PHOENIX: You're out of your mind, dude. You're out of touch with what has happened.
MITCHELL: I think we've established that you're the one who's out of his mind. [Phoenix laughs] You don't think that's going to happen?PHOENIX: I'm just saying that I think it's bullshit. I think it's total, utter bullshit, and I don't want to be a part of it. I don't believe in it. It's a carrot, but it's the worst-tasting carrot I've ever tasted in my whole life. I don't want this carrot. It's totally subjective. Pitting people against each other . . . It's the stupidest thing in the whole world. It was one of the most uncomfortable periods of my life when Walk the Line was going through all the awards stuff and all that. I never want to have that experience again. I don't know how to explain it—and it's not like I'm in this place where I think I'm just above it—but I just don't ever want to get comfortable with that part of things.
There you have it. He thinks that the campaigning is bullshit. This can be read as him hating the Oscars in general, but look closer. As the Venice video I liked to it would show, he just cannot stand promoting his stuff. Walk the Line was going to be his big moment, and I can totally understand the consistent press coverage being annoying.
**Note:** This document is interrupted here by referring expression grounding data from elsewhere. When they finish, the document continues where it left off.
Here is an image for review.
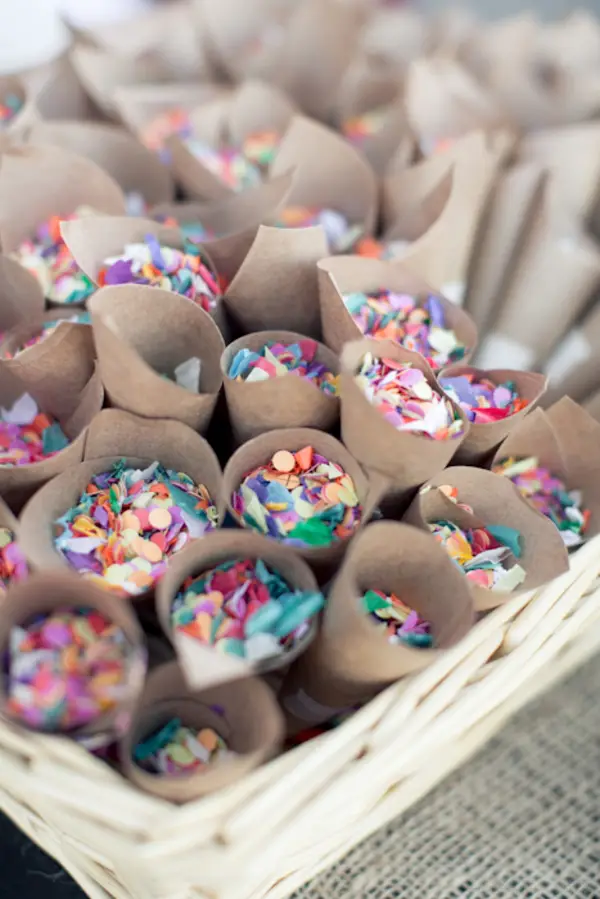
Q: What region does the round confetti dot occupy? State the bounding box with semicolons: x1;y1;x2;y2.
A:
272;450;296;473
149;508;172;530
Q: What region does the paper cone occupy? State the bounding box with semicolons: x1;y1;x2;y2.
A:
29;53;96;122
360;7;430;70
222;427;382;581
279;521;474;729
543;302;600;405
119;661;283;803
224;225;329;338
114;82;225;138
476;190;600;371
583;386;600;422
156;530;321;685
537;11;600;73
340;339;469;509
317;255;478;358
404;466;569;612
26;120;175;207
0;75;39;138
89;285;224;433
0;571;146;749
0;257;45;335
19;409;225;585
490;408;567;483
222;330;339;444
438;365;547;466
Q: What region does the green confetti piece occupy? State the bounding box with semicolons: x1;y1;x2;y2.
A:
42;422;69;455
245;599;283;637
362;590;390;613
487;525;522;558
287;518;334;547
273;592;325;638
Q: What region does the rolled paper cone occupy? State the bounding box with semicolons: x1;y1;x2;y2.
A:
89;285;224;433
340;339;469;509
476;191;600;371
465;163;547;333
18;409;225;586
221;330;339;445
224;225;329;338
222;427;382;582
0;257;45;334
0;75;39;138
279;521;475;731
26;120;175;207
114;82;225;138
156;530;321;686
118;661;283;803
28;54;96;122
490;408;568;484
360;6;430;71
0;571;147;748
269;115;378;238
317;255;478;358
438;365;547;466
543;303;600;405
0;144;126;255
404;466;570;612
583;387;600;423
0;363;103;510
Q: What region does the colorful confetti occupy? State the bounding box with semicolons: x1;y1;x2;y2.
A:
362;589;433;647
5;312;91;358
342;108;387;146
342;289;467;371
12;208;96;305
354;237;411;260
134;718;231;775
0;527;28;596
98;234;220;314
494;457;590;549
0;93;23;127
171;558;325;663
440;373;528;424
276;207;363;253
232;447;362;548
5;606;133;732
54;460;218;597
428;485;526;592
241;129;280;169
0;393;69;466
355;355;464;439
140;109;192;164
154;213;214;243
228;339;339;396
184;139;263;192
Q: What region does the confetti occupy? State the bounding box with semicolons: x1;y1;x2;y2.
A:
125;192;148;217
183;139;263;192
428;486;526;592
361;589;433;647
0;526;28;596
171;558;325;664
440;373;529;424
232;447;362;548
241;129;280;169
168;357;202;393
5;312;91;358
5;606;134;732
493;456;590;549
98;234;220;314
276;207;363;253
355;355;464;439
0;393;69;466
228;339;339;396
140;109;193;164
54;460;218;597
342;289;467;371
134;718;231;775
0;92;23;127
354;237;411;260
11;208;96;305
342;108;387;146
154;213;214;243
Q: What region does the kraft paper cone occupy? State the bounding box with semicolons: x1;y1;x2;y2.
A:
491;408;567;484
269;116;378;238
29;53;96;122
119;662;283;803
404;466;569;612
279;521;474;728
0;76;38;138
438;365;547;466
89;285;224;433
317;256;478;358
0;572;146;749
0;258;45;335
19;409;225;583
543;302;600;405
360;7;430;70
583;387;600;423
156;530;321;685
476;192;600;371
223;427;382;581
0;363;103;510
0;145;126;254
224;225;329;338
465;163;547;333
339;339;469;508
221;330;339;444
26;120;175;207
114;82;225;137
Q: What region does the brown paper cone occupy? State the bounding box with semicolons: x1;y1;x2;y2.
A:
339;339;469;507
491;407;567;479
279;521;474;728
114;82;225;137
0;258;46;334
26;120;175;207
0;76;39;138
438;365;547;466
224;225;329;338
0;144;126;253
221;330;339;444
317;255;478;358
118;661;283;803
404;466;569;611
29;53;96;122
0;571;147;748
543;302;600;405
583;386;600;423
89;285;224;433
476;190;600;371
18;409;225;586
360;6;430;70
223;427;382;581
156;530;321;685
It is a lot of nonsense to just sell a movie that couldn't sell itself.
I'm not saying that Phoenix's movies can't sell themselves, but there is often politics that goes into these ceremonies, and it is annoying. Often movies get nominated just for marketing the movie in an endearing format. This has nothing to do with the movie. However, this doesn't mean that films with great merit cannot get nominated, but they are not as excessively desperate as the great campaigns. It feels like a too much kissing up to justify artistic merit.
This doesn't mean also that he won't get nominated. Remember when Marlon Brando and George C. Scott boycotted the Oscars? Even Katherine Hepburn, who won four times, had a rocky relationship with the Academy. Mo'Nique won for Precious with very little campaigning. This isn't the end all of Phoenix's shot at the top prize, but we'll probably see Daniel Day Lewis slink ahead, if just because director Steven Spielberg has more prestige and marketing skills behind him. This is unfair, but the best possible conflict.
Still, I admire Phoenix just because he is so honest and authentic as an actor. He is charismatic and weird, but at the same time, there is some personality behind the role. We know that Phoenix is a person and not just another thing that laughs at bad interviewer jokes. This may make him kind of a dick, but I really just think it makes him one of the most interesting actors working today, and probably a great example of the Hollywood rebel.
I wish him the luck on landing the nomination as I do everything else about The Master, which is still my front runner (though I have a feeling that Argo will play better). I am fine with Phoenix not doing the circuit and if it pisses off voters, that only shows the problems with the Academy's inability to vote on artistic merit alone. Still, if you don't believe me on how great he is, please just go see The Master and know that we're dealing with a genius performance.
Do you disagree? Should Phoenix get snubbed for disagreeing with campaigning techniques?